Apple has published a fascinating new entry in its Machine Learning Journal this month that explains how the voice-activated ‘Hey Siri’ detector works in detail. While many of these entries tend to be too in depth for the average reader (i.e. me), October’s entry from the Siri team includes several interesting (and understandable!) tidbits about what happens behind-the-scenes when you use ‘Hey Siri’ on your iPhone and Apple Watch.
Apple explains that the iPhone and Apple Watch microphone “turns your voice into a stream of instantaneous waveform samples, at a rate of 16000 per second” before the detector on device decides if you intended to invoke Siri with your voice:
A spectrum analysis stage converts the waveform sample stream to a sequence of frames, each describing the sound spectrum of approximately 0.01 sec. About twenty of these frames at a time (0.2 sec of audio) are fed to the acoustic model, a Deep Neural Network (DNN) which converts each of these acoustic patterns into a probability distribution over a set of speech sound classes: those used in the “Hey Siri” phrase, plus silence and other speech, for a total of about 20 sound classes.
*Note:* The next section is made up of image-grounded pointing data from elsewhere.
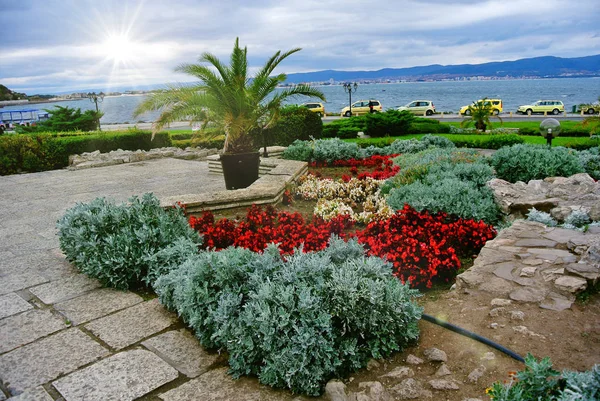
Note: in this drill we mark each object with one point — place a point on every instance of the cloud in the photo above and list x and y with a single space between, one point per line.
62 44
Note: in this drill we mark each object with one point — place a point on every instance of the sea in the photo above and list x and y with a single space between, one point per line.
447 96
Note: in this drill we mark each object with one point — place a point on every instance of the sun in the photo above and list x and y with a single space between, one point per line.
118 48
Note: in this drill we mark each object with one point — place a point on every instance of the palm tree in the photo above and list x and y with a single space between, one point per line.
479 114
228 98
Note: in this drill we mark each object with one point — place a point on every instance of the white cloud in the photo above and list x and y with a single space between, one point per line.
67 47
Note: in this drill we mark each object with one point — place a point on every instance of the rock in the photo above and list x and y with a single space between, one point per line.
443 370
441 384
408 389
552 274
435 355
399 372
556 303
372 364
413 360
374 391
476 374
570 284
501 302
497 312
584 270
517 315
528 271
524 330
528 294
335 390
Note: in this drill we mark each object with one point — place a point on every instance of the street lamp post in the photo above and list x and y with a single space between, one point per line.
95 98
349 88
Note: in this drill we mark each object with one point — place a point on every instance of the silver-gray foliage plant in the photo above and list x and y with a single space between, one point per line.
117 243
541 217
578 218
295 323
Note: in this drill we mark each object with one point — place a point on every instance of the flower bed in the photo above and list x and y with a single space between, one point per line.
422 247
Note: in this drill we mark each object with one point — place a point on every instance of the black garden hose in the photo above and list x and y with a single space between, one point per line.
472 335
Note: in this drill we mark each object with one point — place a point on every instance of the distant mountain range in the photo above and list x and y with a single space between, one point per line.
539 67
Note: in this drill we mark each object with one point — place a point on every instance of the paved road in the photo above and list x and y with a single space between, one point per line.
506 117
326 120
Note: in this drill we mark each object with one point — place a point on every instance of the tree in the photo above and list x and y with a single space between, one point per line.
479 114
227 97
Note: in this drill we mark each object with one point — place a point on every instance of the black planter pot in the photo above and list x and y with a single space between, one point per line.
240 170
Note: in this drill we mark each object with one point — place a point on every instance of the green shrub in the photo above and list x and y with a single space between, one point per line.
429 127
299 150
451 195
117 243
45 151
477 173
389 123
334 149
416 166
296 323
294 123
345 128
486 141
577 131
531 162
540 382
438 141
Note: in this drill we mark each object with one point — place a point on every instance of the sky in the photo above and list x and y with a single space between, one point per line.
57 46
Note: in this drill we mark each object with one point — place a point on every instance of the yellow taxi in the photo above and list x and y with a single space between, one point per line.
542 106
496 107
362 107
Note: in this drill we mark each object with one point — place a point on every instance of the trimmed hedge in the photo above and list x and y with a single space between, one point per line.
294 123
40 152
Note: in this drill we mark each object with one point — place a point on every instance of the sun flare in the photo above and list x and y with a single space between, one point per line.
118 48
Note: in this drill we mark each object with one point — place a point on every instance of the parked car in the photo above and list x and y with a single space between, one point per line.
362 107
316 108
590 108
419 107
542 106
496 107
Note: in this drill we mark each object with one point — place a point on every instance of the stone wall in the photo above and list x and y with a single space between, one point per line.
97 159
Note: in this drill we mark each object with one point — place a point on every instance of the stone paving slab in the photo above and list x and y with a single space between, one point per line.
18 281
125 376
46 359
96 304
26 327
132 324
182 350
64 289
34 394
217 385
11 304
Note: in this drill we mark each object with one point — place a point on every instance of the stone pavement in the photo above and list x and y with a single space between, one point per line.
62 336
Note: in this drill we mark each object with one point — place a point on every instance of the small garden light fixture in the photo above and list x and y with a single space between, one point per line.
549 129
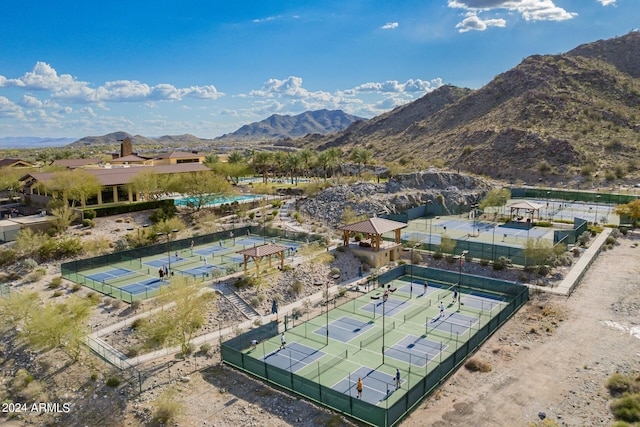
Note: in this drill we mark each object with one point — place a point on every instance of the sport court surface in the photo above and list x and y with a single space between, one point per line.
140 277
416 338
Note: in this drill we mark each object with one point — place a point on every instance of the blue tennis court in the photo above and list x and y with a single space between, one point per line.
200 270
415 350
391 307
377 385
208 251
345 328
143 286
157 263
482 301
293 357
114 273
250 241
453 323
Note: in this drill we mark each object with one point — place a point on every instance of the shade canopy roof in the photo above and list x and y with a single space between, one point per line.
374 226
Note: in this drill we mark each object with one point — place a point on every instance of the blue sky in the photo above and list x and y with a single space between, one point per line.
205 67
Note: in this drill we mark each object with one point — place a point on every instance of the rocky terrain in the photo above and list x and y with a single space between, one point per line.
400 193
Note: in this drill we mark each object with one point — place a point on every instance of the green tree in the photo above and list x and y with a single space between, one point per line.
178 324
149 184
48 326
262 162
538 251
495 198
203 187
75 185
630 210
447 244
63 217
236 157
293 163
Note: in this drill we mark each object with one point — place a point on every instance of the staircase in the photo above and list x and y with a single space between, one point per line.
235 300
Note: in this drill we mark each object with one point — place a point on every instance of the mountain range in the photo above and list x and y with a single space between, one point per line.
552 117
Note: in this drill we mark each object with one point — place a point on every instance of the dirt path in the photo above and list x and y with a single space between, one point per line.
554 356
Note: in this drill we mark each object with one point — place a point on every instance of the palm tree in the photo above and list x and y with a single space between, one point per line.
293 163
235 157
262 161
306 156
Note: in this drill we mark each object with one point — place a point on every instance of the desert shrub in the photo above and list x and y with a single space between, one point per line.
627 408
167 407
35 276
501 263
113 382
297 287
205 348
94 298
30 264
137 323
478 365
8 256
618 384
584 238
55 283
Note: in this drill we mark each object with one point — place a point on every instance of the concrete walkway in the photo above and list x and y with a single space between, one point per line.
572 279
118 359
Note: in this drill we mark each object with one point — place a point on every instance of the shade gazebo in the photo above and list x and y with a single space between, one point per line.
530 209
373 229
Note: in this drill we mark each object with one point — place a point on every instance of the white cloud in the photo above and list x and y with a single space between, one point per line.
65 87
473 22
531 10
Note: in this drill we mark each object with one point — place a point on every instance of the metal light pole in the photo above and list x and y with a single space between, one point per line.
327 313
383 315
462 255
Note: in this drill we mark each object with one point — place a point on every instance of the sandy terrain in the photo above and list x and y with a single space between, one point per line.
554 356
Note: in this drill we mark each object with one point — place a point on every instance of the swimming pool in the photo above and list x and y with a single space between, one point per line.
187 201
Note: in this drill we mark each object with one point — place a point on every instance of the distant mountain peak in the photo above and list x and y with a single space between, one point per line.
278 126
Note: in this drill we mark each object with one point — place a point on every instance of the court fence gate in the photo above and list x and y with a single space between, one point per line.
73 270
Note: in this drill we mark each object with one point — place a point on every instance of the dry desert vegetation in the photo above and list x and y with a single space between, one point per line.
553 357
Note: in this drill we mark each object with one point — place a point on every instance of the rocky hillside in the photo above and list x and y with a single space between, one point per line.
282 127
400 193
113 140
552 117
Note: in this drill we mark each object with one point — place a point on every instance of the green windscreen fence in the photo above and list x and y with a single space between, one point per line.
382 414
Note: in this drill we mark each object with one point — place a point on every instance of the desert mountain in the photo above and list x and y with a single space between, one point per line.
555 117
113 139
278 127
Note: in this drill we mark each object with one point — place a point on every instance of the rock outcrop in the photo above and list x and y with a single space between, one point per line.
400 193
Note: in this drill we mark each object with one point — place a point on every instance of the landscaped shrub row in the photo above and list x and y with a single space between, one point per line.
127 208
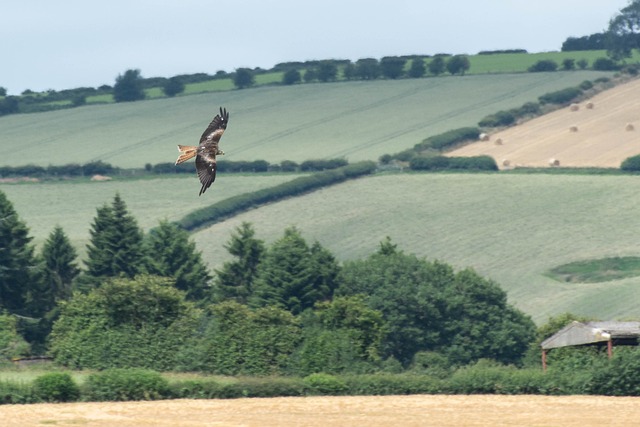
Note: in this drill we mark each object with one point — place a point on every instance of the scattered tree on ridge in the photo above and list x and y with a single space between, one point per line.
173 86
295 276
243 78
128 87
392 67
437 66
458 64
116 245
624 31
172 254
417 69
236 279
60 268
17 260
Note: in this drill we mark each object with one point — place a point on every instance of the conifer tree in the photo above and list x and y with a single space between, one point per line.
17 261
174 255
235 281
60 268
116 245
295 276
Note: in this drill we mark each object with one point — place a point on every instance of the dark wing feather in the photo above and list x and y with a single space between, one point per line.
206 167
216 128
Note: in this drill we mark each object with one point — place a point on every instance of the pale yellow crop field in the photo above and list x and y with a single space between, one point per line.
602 136
370 411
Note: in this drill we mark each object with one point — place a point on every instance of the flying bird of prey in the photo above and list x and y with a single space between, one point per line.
206 152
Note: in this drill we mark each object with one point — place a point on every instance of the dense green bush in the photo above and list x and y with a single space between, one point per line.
322 164
16 393
487 377
56 387
619 377
434 163
605 64
125 384
385 384
631 164
543 65
586 85
562 96
501 118
325 384
448 139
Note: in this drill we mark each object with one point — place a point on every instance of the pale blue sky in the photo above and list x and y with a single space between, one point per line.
70 43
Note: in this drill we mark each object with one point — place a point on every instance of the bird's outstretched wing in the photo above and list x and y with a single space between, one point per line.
216 128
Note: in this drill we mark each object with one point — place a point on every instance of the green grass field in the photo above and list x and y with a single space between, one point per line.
511 228
355 120
72 205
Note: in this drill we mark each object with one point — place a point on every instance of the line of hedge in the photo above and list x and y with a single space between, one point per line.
439 163
484 377
242 202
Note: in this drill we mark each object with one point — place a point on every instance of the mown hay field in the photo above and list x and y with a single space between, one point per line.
355 120
600 132
372 411
511 228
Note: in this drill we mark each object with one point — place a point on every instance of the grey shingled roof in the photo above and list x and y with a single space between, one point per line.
577 333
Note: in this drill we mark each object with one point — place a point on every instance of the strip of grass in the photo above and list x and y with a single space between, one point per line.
597 270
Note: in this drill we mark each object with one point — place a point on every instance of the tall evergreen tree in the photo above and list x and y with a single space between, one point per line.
294 276
60 268
235 281
174 255
17 261
116 246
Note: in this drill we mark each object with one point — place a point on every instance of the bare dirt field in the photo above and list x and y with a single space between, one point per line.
369 411
599 132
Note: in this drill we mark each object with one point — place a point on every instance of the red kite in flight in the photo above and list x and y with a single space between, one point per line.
206 152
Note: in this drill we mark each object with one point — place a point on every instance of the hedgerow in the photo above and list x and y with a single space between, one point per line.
295 187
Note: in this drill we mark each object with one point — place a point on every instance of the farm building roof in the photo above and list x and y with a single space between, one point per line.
577 333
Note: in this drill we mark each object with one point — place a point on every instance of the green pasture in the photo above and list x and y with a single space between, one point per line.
355 120
510 228
520 62
72 205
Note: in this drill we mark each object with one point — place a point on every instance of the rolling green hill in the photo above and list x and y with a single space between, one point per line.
355 120
512 228
509 227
Apple also has a variable threshold for deciding whether or not you’re trying to invoke Siri:
We built in some flexibility to make it easier to activate Siri in difficult conditions while not significantly increasing the number of false activations. There is a primary, or normal threshold, and a lower threshold that does not normally trigger Siri. If the score exceeds the lower threshold but not the upper threshold, then it may be that we missed a genuine “Hey Siri” event. When the score is in this range, the system enters a more sensitive state for a few seconds, so that if the user repeats the phrase, even without making more effort, then Siri triggers. This second-chance mechanism improves the usability of the system significantly, without increasing the false alarm rate too much because it is only in this extra-sensitive state for a short time.
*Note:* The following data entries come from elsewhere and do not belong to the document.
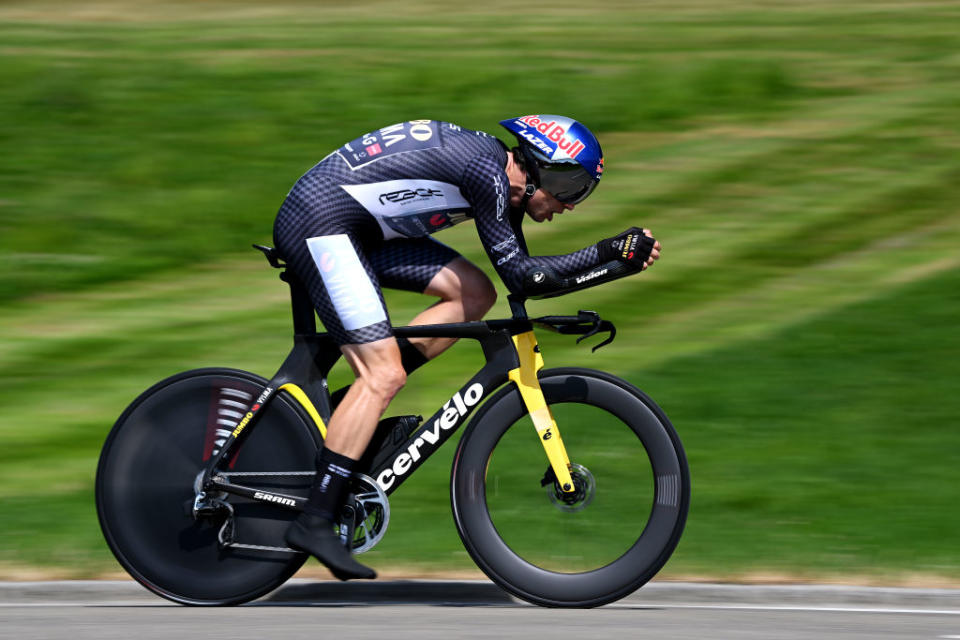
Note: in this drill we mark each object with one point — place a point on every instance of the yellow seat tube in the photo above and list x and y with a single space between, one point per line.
526 379
301 397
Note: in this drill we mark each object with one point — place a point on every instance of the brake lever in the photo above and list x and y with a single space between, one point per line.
602 325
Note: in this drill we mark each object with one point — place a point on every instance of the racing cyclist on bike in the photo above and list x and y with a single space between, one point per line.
361 219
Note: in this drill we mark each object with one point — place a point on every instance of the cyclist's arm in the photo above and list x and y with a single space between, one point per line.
486 187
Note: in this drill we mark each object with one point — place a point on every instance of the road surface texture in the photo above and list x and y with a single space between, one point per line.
473 609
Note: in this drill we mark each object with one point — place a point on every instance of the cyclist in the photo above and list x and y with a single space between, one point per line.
361 219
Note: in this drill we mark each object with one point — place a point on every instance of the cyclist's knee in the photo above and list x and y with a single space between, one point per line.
385 379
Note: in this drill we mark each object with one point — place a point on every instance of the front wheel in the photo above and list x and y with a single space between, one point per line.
620 525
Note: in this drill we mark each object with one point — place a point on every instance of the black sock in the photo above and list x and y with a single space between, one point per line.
410 357
330 484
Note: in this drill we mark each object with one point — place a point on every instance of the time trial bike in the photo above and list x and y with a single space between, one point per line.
202 474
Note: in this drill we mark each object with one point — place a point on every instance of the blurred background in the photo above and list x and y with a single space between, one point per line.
799 161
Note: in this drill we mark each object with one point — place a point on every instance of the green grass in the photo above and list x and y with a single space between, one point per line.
798 161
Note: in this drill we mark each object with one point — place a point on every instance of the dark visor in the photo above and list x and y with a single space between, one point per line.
568 182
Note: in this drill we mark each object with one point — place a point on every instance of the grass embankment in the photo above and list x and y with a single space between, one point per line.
800 165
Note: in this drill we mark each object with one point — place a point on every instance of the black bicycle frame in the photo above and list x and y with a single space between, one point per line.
305 370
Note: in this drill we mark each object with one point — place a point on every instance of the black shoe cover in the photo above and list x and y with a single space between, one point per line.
315 535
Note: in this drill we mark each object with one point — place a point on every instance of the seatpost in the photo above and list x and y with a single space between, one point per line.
517 306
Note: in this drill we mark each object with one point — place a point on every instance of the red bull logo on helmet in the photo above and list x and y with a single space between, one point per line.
556 132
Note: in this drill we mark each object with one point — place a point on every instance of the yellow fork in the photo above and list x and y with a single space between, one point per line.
526 378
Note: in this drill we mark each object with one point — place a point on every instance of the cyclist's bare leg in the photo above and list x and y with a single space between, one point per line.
466 294
379 376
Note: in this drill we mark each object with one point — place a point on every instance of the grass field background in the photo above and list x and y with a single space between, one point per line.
799 161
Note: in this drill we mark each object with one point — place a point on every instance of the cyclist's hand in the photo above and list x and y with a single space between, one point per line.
634 246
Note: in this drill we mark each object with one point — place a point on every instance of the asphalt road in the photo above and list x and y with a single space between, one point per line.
427 610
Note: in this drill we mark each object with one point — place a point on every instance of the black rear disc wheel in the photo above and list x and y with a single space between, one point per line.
145 487
603 541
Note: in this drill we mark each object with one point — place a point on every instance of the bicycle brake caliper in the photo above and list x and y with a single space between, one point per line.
526 378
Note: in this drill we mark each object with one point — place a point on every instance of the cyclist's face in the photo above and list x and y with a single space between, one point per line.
543 206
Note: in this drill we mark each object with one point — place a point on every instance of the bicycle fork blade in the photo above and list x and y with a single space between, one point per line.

As we know, ‘Hey Siri’ relies on the co-processor in iPhones to listen for the trigger word without requiring physical interaction or eating up battery life, and the Apple Watch treats ‘Hey Siri’ differently as it requires having the display on. Apple explains that ‘Hey Siri’ only uses about 5% of the compute budget using this method.
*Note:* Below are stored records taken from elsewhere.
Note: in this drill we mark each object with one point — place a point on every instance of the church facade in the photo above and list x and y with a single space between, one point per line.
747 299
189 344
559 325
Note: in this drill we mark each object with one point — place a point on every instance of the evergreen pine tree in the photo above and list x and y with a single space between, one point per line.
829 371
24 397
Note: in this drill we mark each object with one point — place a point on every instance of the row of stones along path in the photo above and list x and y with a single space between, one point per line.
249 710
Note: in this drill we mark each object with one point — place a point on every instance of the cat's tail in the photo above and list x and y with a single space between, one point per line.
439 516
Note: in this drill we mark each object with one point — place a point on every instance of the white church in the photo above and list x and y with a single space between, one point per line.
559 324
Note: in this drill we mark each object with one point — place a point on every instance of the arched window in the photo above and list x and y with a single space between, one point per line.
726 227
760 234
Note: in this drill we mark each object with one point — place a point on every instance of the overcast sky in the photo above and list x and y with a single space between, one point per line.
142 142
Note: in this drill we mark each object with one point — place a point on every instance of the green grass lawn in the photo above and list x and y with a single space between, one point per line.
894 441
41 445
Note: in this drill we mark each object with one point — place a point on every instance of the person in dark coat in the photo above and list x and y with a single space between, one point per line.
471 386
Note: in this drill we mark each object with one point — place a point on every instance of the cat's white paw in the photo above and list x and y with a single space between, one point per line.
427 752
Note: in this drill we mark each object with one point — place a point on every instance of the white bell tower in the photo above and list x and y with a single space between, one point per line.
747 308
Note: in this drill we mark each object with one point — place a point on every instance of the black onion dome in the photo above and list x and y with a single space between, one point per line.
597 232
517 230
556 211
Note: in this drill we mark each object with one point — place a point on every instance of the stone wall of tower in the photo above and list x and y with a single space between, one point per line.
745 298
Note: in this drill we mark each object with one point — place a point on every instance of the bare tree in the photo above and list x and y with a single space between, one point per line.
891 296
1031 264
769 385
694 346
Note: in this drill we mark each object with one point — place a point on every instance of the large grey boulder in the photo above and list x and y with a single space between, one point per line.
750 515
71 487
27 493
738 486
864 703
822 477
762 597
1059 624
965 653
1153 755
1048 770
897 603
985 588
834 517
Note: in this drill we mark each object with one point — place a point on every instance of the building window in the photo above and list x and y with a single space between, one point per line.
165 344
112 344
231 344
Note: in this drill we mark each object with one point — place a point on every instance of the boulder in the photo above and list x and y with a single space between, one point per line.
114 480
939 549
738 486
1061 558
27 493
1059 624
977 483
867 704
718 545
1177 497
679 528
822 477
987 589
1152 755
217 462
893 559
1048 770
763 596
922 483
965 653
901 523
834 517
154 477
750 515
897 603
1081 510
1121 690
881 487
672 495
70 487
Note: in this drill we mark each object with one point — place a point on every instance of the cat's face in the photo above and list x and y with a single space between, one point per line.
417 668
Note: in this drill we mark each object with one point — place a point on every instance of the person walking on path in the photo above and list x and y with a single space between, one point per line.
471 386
The “Hey Siri” detector runs only when the watch motion coprocessor detects a wrist raise gesture, which turns the screen on. At that point there is a lot for WatchOS to do—power up, prepare the screen, etc.—so the system allocates “Hey Siri” only a small proportion (~5%) of the rather limited compute budget. It is a challenge to start audio capture in time to catch the start of the trigger phrase, so we make allowances for possible truncation in the way that we initialize the detector.
Finally, why did Apple choose the phrase ‘Hey Siri’ as the trigger?
Well before there was a Hey Siri feature, a small proportion of users would say “Hey Siri” at the start of a request, having started by pressing the button. We used such “Hey Siri” utterances for the initial training set for the US English detector model. We also included general speech examples, as used for training the main speech recognizer. In both cases, we used automatic transcription on the training phrases. Siri team members checked a subset of the transcriptions for accuracy.
We created a language-specific phonetic specification of the “Hey Siri” phrase. In US English, we had two variants, with different first vowels in “Siri”—one as in “serious” and the other as in “Syria.”
The full entry is a neat read, especially if you’re interested in speech recognition or use ‘Hey Siri’ on your iPhone or Apple Watch.